About 44 major companies listed on the Nigerian Stock Exchange(NSE) have released first quarter ended, March 31, 2016 results reflecting the harsh operating environment.
In the first three months of 2016, uncertainty dominated the economic and business environment. Capital market analysts have said, the conditions that characterised economic slowdown in the first quarter of 2016, were uncertainty around economic policies, non-signing of 2016 budget, adverse external environment, security challenges in some parts of the country affecting production and distribution of agricultural produce, low electricity supply, fuel shortages, and the foreign exchange crisis.
Comparing the firm’s results under the period review to the 2015 period it showed that combined profits for all 44 firms were down by 11.1 per cent to N252.3 billion, from N283.9 billion in 2015.
This fall in profits was a little bit worse than expected.
Similarly income tax expense for the firms fell by 12.97 per cent for the first quarter, 2016 period to N35 billion from N40.2 billion.

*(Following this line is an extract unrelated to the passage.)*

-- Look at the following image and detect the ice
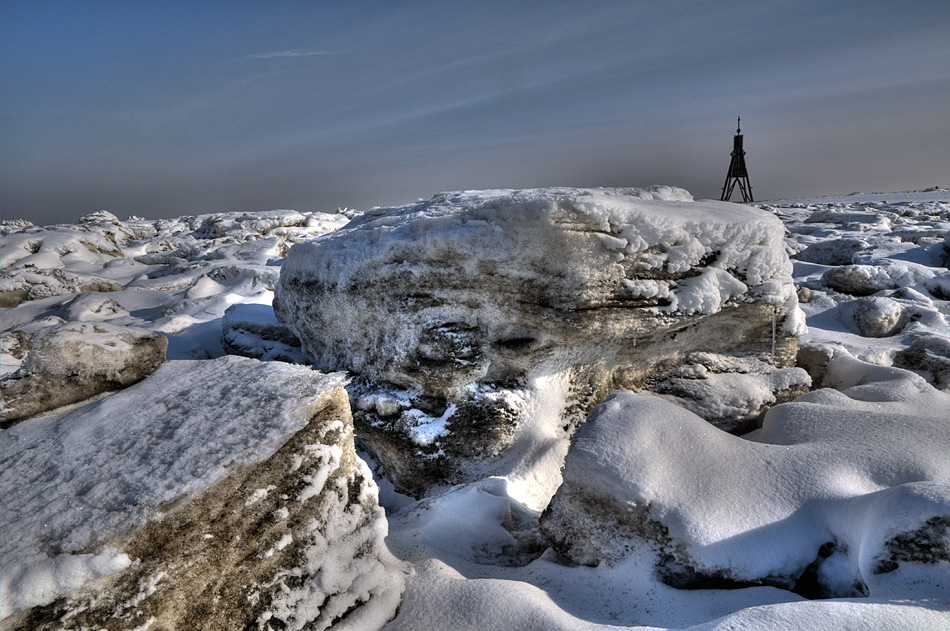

Analysts have said, this trend may make it harder for the federal government to achieve its goal of boosting non-oil revenues especially taxes this year.
The results showed that the major banks and Dangote Cement were the companies that reported any significant profits and paid majority of the taxes. Dangote Cements profit- before- taxe (PBT) of N54.53 billion was the biggest in the quarter, followed by Zenith Bank’s N32.1 billion, Guaranty Trust Bank with N30.67 billion, Access bank’s N22.5 billion and FBN Holdings N22.05 billion to round up the top five.
The poor state of the economy showed up in the construction and cement industry as Lafarge Africa reported a quarterly loss, while Julius Berger, Dangote Cement and CCCN all reported lower profits for first quarter 2016, than in the earlier period. Most of the banks also recorded lower profits compared to a year ago.
The managing director, APT Securities and Funds Limited, Mallam Garba Kurfi, attributed the current lull in the economy to insurgency in the north-east, the fall in global oil price, declining naira exchange rate, among others.